Arkansas Can Help Fuel an Economic Recovery for All by Taxing Wealth and High Incomes

The state’s wealthiest — and disproportionately white — residents have largely avoided the economic and health effects of COVID-19. Meanwhile, Arkansans with the lowest incomes, who are more likely to be Black and Latino, have endured the greatest harm. This lopsided impact reflects harsh, longstanding inequities — often stemming from structural racism — in education, employment, housing, and health care that the current crisis is making worse.

Arkansas can reduce these racial and economic inequities and speed up the recovery by ensuring the wealthy pay their fair share through taxes on capital gains, as detailed in a national report released today by the Center on Budget and Policy Priorities. The much-needed revenues from these tax policies can preserve funding for crucial priorities like education, health care, or cash assistance for the families who are struggling to make ends meet.

By improving the ways Arkansas taxes wealth, lawmakers can help create a recovery and economy that works for everyone. This is essential not only for our recovery from the pandemic-related recession, but to build a state where our children and grandchildren can thrive, regardless of race or income.

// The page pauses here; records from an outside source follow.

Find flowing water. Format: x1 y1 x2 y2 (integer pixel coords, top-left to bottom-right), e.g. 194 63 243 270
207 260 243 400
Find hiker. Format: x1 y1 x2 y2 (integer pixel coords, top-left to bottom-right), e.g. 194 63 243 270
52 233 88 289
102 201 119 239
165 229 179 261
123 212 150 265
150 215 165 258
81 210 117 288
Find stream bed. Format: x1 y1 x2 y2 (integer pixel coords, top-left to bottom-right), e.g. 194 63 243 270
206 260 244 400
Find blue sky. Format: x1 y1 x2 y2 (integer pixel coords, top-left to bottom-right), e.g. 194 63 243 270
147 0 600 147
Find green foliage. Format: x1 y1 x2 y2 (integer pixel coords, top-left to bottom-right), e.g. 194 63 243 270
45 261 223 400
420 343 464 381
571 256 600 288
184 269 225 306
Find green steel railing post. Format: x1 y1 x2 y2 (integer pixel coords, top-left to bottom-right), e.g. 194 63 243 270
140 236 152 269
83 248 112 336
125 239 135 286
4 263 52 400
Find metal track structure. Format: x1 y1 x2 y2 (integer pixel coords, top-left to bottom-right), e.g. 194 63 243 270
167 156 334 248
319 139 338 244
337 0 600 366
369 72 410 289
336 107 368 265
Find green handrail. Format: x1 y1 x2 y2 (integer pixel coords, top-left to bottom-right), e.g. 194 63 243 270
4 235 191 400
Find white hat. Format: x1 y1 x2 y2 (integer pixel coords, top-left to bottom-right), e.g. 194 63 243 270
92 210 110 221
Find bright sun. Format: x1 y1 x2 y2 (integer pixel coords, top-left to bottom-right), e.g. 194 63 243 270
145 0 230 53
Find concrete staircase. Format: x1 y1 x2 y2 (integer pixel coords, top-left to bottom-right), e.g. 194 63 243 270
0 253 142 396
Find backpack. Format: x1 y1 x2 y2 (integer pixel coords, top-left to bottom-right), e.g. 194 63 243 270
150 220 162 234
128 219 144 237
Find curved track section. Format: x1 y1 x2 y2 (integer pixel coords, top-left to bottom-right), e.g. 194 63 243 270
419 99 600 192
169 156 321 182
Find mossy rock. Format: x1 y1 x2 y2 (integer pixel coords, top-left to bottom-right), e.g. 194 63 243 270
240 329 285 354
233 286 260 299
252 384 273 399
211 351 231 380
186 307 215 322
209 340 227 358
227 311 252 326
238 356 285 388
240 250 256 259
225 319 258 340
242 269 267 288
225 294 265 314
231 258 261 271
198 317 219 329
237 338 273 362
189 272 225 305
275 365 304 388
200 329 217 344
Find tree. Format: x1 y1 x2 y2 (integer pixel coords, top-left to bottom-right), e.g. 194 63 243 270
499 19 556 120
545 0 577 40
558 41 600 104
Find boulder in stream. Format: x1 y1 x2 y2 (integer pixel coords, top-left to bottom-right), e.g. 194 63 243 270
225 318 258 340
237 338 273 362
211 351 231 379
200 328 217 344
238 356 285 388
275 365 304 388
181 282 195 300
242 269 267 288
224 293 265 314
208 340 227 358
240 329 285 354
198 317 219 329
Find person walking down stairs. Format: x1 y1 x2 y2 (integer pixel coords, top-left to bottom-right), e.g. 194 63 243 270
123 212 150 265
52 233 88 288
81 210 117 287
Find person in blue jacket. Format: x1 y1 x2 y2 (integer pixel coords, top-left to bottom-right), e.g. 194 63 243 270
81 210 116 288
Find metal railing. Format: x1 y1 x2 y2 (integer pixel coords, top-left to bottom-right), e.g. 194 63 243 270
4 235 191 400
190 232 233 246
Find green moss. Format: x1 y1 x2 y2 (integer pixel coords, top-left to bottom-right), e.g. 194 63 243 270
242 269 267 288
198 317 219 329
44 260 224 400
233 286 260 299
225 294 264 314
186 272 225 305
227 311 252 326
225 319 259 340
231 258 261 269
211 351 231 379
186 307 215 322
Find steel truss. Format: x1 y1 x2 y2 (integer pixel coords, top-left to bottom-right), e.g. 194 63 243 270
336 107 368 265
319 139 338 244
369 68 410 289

In particular, Arkansas lawmakers can enact the following wealth taxes:

  • Mansion taxes: Tax high-value homes or their sale or purchase. The economic crisis largely spared the high-value housing market: Sales of luxury homes increased 42 percent over the same time last year, while sales of affordable homes declined more than 4 percent over the same period.
  • Capital gains taxes: Tax the income an investor gets when a financial asset is sold for profit. Arkansas currently excludes half of all capital gains income from taxes and excludes all capital gains income over $10,000,000 from income taxes entirely. The stock market’s high performance has preserved these profits for many wealthy families.
  • Estate or inheritance taxes: Tax the wealth passed on from generation to generation or raise the rates or lower the threshold at which wealth taxes apply. Inherited income is taxed at less than one-quarter the rate of income from work and savings, and the federal government taxes only the inheritances of the super-rich.

Under the state’s current tax system, Arkansans with low and moderate incomes pay proportionally more in taxes. And in the COVID-19 context, these same individuals are facing a slow and costly economic recovery. Nationally, high-wage earners (over $60,000 per year) have seen their employment levels return to slightly above pre-pandemic levels. For low-wage earners (below $27,000 per year), a return is much farther off: employment rates were 19 percent lower in September 2020 than in January 2020.

Tax increases at the top are also better for state economies during a recession than spending cuts. Progressive taxes allow for much-needed public investments that keep money flowing through states’ economies by staving off layoffs and enabling states to maintain purchasing. Unlike individuals with low incomes, wealthy and high-income individuals generally maintain their spending levels regardless of a tax increase.

“Every state has economic, wealth, and racial inequities, and each one – including Arkansas – can improve the way it taxes its wealthiest residents,” said Samantha Waxman, policy analyst at the Center on Budget and Policy Priorities and lead author of the report. “This is the right thing to do for Arkansans and it’s also the sound thing to do to stoke a quicker and more widespread economic recovery.”